What has also taken place since my previous book was published is that two of my three children have now plunged themselves into the thick of adolescence, and my youngest is poised on the cusp of this same precipice. So I am experiencing the challenges of viewing teens as good enough both from a clinical as well as from a personal perspective, now, and, rest assured, even psychologists can find themselves unnerved and upended at times! Between my patients and my own charges, I confess that I sometimes find that the only explicable thing about adolescents is how thoroughly inexplicable they truly can be.

The reality is that adolescence represents the most dramatic and highly elaborated passage from one developmental realm to another that we will ever encounter. Encompassing ages twelve to eighteen, but often beginning earlier and ending later, no other phase of life is characterized by so much physical and psychological change happening so quickly. And this change affects not only the teen, of course. Just as the lights in your house may dim when a large appliance kicks in, the entire family is affected when your child begins conducting the massive emotional current of adolescence.

In The Good Enough Teen, however, I will show you how to see your child's evolution as a window of opportunity-for you, for your child, and for your entire family. Rather than having you brace for your offspring's adolescence with your eyes shut and your jaw clenched as if it was a buffeting storm that has to be endured, I will help you to understand the often invisible transformation that teens are experiencing, as well as the ways in which your own adolescent experience intimately influences this understanding.

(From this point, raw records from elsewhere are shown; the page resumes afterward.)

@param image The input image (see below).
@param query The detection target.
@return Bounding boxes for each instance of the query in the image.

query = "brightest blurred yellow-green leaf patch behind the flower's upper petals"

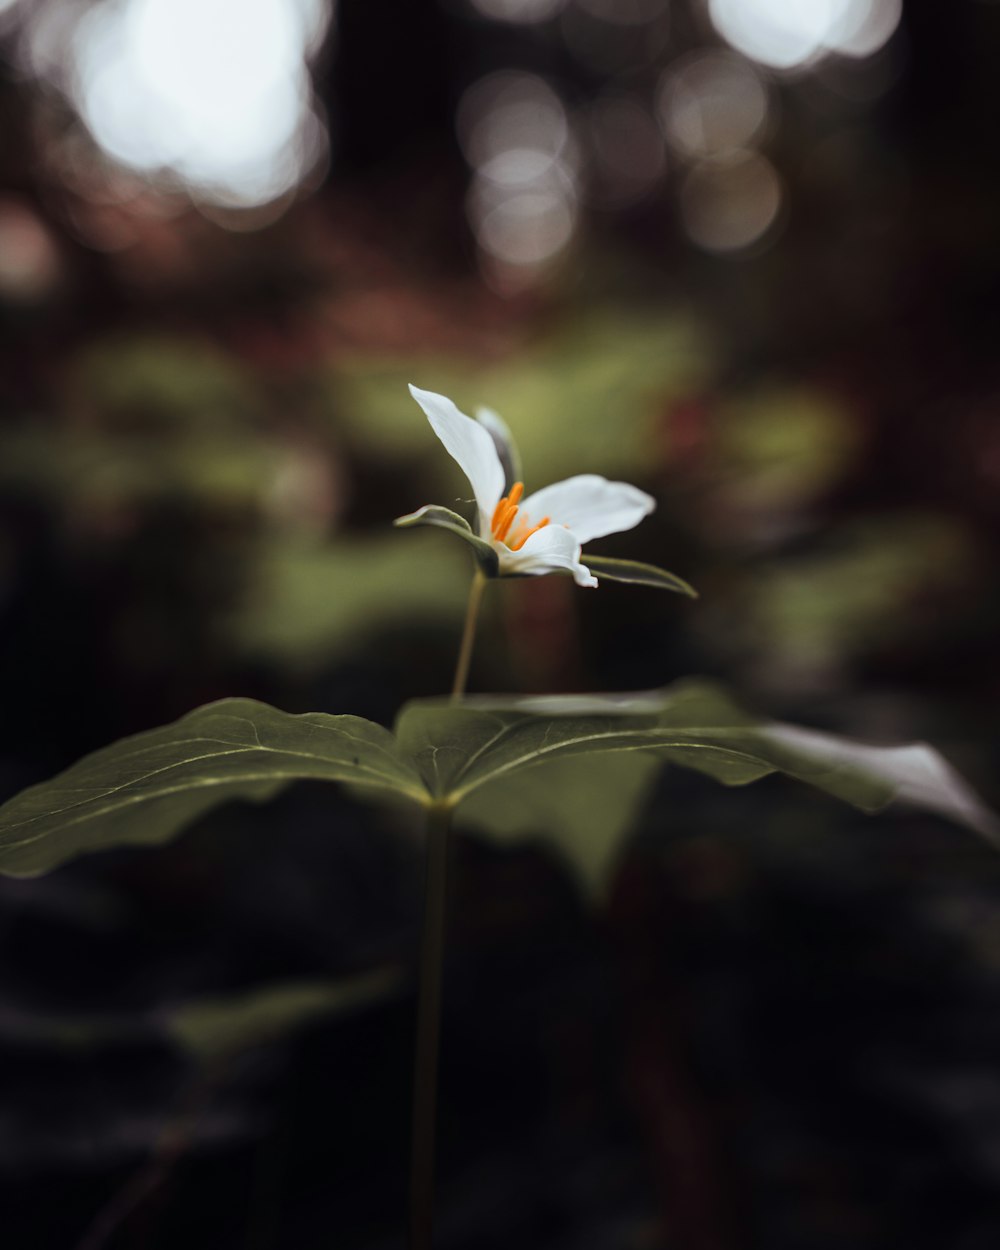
[331,308,708,485]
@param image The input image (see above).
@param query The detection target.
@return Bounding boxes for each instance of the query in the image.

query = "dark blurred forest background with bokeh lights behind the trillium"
[0,0,1000,1250]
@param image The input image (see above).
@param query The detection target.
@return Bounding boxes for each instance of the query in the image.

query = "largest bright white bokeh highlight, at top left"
[70,0,330,208]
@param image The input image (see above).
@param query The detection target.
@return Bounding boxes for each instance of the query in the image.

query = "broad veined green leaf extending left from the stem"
[0,699,426,876]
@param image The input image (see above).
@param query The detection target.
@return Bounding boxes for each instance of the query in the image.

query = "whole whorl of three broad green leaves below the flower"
[0,683,1000,883]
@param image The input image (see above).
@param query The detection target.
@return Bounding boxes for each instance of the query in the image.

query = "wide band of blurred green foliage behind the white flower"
[0,310,978,695]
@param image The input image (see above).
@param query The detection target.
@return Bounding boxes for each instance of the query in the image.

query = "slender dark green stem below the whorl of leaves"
[410,804,451,1250]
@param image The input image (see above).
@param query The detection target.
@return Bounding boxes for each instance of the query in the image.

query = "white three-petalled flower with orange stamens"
[396,386,660,591]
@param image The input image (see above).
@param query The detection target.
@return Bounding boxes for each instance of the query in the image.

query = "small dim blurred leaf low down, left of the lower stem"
[163,969,400,1064]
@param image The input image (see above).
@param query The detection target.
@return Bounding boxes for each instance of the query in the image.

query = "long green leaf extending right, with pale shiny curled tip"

In this way, you will find yourself better able to see even your child's most provocative and exasperating behaviors as secret steps in his striving towards maturity, rather than as worrisome signs, chronic problems, or, if nothing else, wretched, mean-spirited efforts designed simply to make us miserable.

As the parent of an adolescent, you will become like Toto in The Wizard of Oz-doggedly tugging away the curtain to display the vulnerable, helpless, but ultimately humane individual who hides behind and operates the complex psychological machinery that so terrifies and intimidates.

Eschewing the quick fixes and easy answers that are likely to lead only to short-term change, if any change at all, I will instead provide numerous strategies that are guaranteed to foster your adolescent's enduring emotional, intellectual, social and moral growth, and show you how to raise him so that he becomes the self-reliant, self-accepting, and self-loving young adult that you can, and deserve to, be proud of.